Many cyclists are permanently hungry. This is not surprising, since training for a time trial or riding a bike to work every day needs a lot of fuel, and those extra calories don’t come from fresh air.
Nature has designed hunger as a powerful physiological drive to seek out food and eat something. However, although cyclists are often hungry they are also busy, and often don’t have time to eat.
The temptation is to grab poor quality fast foods and eat on the run. American cyclists joke about their craving for vitamin C-3 (chocolate chip cookies).
The high sugar content of sweets, biscuits and cakes may serve the purpose of re-fuelling, but these foods are severely lacking in essential micro-nutrients.
Eating is obviously about nutrition and getting enough vitamins and minerals, but it is also about pleasure. Wolfing down a packet of custard creams after a training ride does not give the same eating pleasure as a plate of penne pasta tossed in pesto and olive oil.

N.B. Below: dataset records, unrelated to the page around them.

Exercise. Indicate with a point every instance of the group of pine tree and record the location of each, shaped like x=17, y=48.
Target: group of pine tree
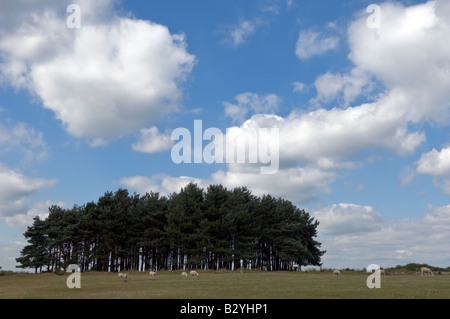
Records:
x=194, y=228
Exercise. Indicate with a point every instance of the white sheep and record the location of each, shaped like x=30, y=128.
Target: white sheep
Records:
x=426, y=271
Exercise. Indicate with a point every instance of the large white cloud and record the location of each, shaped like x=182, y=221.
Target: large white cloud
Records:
x=15, y=189
x=108, y=77
x=389, y=242
x=346, y=218
x=435, y=163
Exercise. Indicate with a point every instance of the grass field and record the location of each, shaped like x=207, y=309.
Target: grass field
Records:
x=224, y=285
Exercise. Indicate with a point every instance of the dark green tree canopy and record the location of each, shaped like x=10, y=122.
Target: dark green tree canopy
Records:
x=195, y=228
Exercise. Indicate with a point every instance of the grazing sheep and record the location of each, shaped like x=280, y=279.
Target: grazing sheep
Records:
x=193, y=273
x=123, y=276
x=426, y=271
x=336, y=273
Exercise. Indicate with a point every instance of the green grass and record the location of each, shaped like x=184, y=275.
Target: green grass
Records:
x=224, y=285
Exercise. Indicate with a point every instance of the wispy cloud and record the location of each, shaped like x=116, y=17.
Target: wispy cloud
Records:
x=312, y=43
x=237, y=34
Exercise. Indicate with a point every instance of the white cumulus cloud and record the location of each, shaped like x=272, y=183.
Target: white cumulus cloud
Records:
x=108, y=77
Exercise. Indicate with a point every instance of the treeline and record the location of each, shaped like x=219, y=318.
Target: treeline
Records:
x=212, y=229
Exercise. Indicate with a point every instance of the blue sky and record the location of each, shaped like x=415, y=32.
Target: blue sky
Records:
x=362, y=111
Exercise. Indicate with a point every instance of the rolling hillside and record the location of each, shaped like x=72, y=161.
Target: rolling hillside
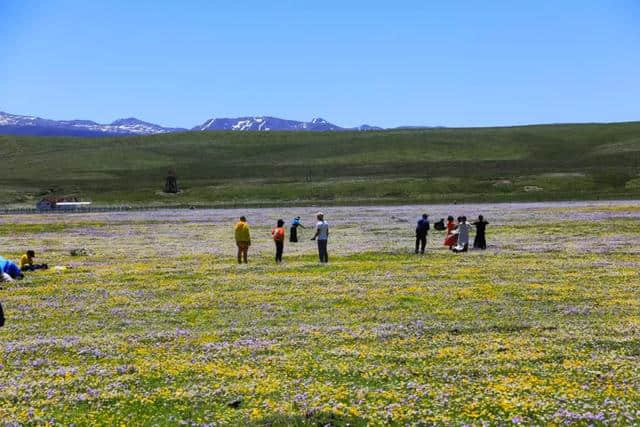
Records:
x=543, y=162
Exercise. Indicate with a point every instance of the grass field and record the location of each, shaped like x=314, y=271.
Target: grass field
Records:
x=546, y=162
x=158, y=325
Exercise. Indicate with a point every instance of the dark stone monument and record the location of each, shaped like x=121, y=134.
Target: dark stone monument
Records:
x=171, y=182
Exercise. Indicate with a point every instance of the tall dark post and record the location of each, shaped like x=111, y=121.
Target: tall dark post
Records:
x=171, y=182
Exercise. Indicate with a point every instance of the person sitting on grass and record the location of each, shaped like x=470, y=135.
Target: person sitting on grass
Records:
x=26, y=262
x=10, y=271
x=278, y=238
x=243, y=239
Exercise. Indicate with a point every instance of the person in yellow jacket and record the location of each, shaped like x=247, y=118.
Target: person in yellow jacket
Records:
x=243, y=239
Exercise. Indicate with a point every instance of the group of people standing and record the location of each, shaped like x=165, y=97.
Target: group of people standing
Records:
x=321, y=236
x=457, y=237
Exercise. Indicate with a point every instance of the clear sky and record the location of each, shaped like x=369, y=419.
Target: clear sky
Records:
x=386, y=63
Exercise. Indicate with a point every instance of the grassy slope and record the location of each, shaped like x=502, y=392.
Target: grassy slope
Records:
x=595, y=160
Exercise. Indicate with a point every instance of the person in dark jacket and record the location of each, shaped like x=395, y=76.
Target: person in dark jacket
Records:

Even if you do eat these types of foods and can sit back and feel smug knowing that you do eat your greens, there is still another level of balance to consider.
Feeding the soul
A balanced diet, according to Chinese medicine, satisfies hunger, but also feeds the soul. In the middle of winter, after the excesses of Christmas, there is often a need to detox in an attempt to repair the damage. This usually involves a lot of lemon juice, grated carrot, salad and grapes. These are all good foods – but not at that time of year.

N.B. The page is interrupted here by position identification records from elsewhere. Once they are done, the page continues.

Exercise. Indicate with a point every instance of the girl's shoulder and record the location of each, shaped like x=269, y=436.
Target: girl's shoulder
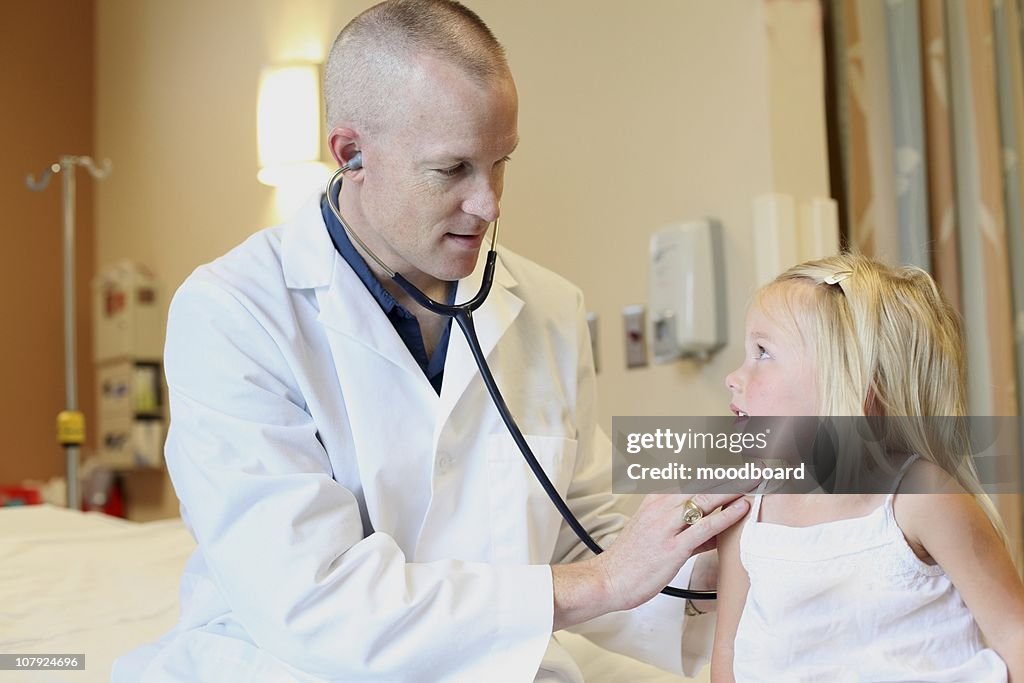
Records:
x=922, y=498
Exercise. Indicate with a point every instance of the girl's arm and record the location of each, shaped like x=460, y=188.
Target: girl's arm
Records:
x=732, y=587
x=957, y=534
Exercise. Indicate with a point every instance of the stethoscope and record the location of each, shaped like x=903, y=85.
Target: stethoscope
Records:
x=463, y=314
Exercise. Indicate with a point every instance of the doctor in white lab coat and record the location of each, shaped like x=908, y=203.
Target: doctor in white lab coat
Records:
x=353, y=522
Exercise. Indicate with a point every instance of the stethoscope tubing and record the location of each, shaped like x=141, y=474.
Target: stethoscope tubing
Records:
x=463, y=315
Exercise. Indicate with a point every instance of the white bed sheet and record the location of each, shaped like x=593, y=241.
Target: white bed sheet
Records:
x=85, y=583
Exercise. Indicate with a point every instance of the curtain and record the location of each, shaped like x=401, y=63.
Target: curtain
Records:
x=931, y=117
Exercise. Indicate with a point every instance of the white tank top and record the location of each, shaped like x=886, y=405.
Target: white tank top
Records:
x=849, y=600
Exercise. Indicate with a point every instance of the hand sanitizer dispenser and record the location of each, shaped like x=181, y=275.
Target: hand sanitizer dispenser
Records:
x=687, y=291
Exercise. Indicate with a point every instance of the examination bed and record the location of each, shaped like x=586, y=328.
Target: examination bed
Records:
x=74, y=583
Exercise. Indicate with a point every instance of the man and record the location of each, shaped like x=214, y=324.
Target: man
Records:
x=360, y=512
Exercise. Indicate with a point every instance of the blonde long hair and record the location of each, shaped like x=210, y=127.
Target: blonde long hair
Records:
x=887, y=344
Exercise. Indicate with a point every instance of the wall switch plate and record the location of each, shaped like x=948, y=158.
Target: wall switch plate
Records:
x=592, y=328
x=635, y=329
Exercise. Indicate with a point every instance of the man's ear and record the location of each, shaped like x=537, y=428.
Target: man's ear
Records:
x=344, y=143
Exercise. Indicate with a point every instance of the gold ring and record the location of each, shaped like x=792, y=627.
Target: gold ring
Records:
x=691, y=512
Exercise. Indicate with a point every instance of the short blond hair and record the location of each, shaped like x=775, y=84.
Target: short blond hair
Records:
x=372, y=55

According to Chinese medicine, every food has its own heating or cooling energy. A truly balanced diet means eating plenty of warming foods in winter. Going out for a ride on a chilly day and coming home to a bunch of lettuce doesn’t do much for your spirits (or to restore your muscle glycogen levels), but a bowl of vegetable soup will.
In these days of global supermarkets, it is easy to push your trolley down the aisle and throw in anything you fancy. However, radishes and mange tout grown under African sun and flown across the world don’t contain the same nutrients as fresh, local produce that was grown and picked locally.
Eating in season adds another level of balance to your diet. You are also cutting down on food miles and doing your bit for the planet by eating turnips grown in Scotland and potatoes from England, rather than green beans grown in Kenya.
Spring is on its way, but the local berries and soft fruits are not yet in season. Until they are, enjoy a fruit salad made from dried fruits and warming spices – a post ride snack or balanced breakfast, on all levels, for hungry cyclists
500ml organic apple juice
50g unrefined muscovado sugar
200g dried figs – roughly chopped
200g dried, brown,
200g dried pitted prunes
100g dried apple rings
100g dried cranberries
6 whole cloves
2 cinnamon sticks
4 black peppercorns.
Pinch of ground saffron (optional)
Combine the water, apple juice, sugar and spices and bring to the boil, stirring until the sugar has dissolved. Add the dried fruit and simmer gently for 20-30 minutes until soft. Set aside to cool and then remove spice pieces. Serve warm with natural yogurt and toasted, flaked almonds. Alternatively, leave to cool overnight. The fruit will be extra plump. Serve with natural yogurt, unsweetened muesli and/or chopped nuts.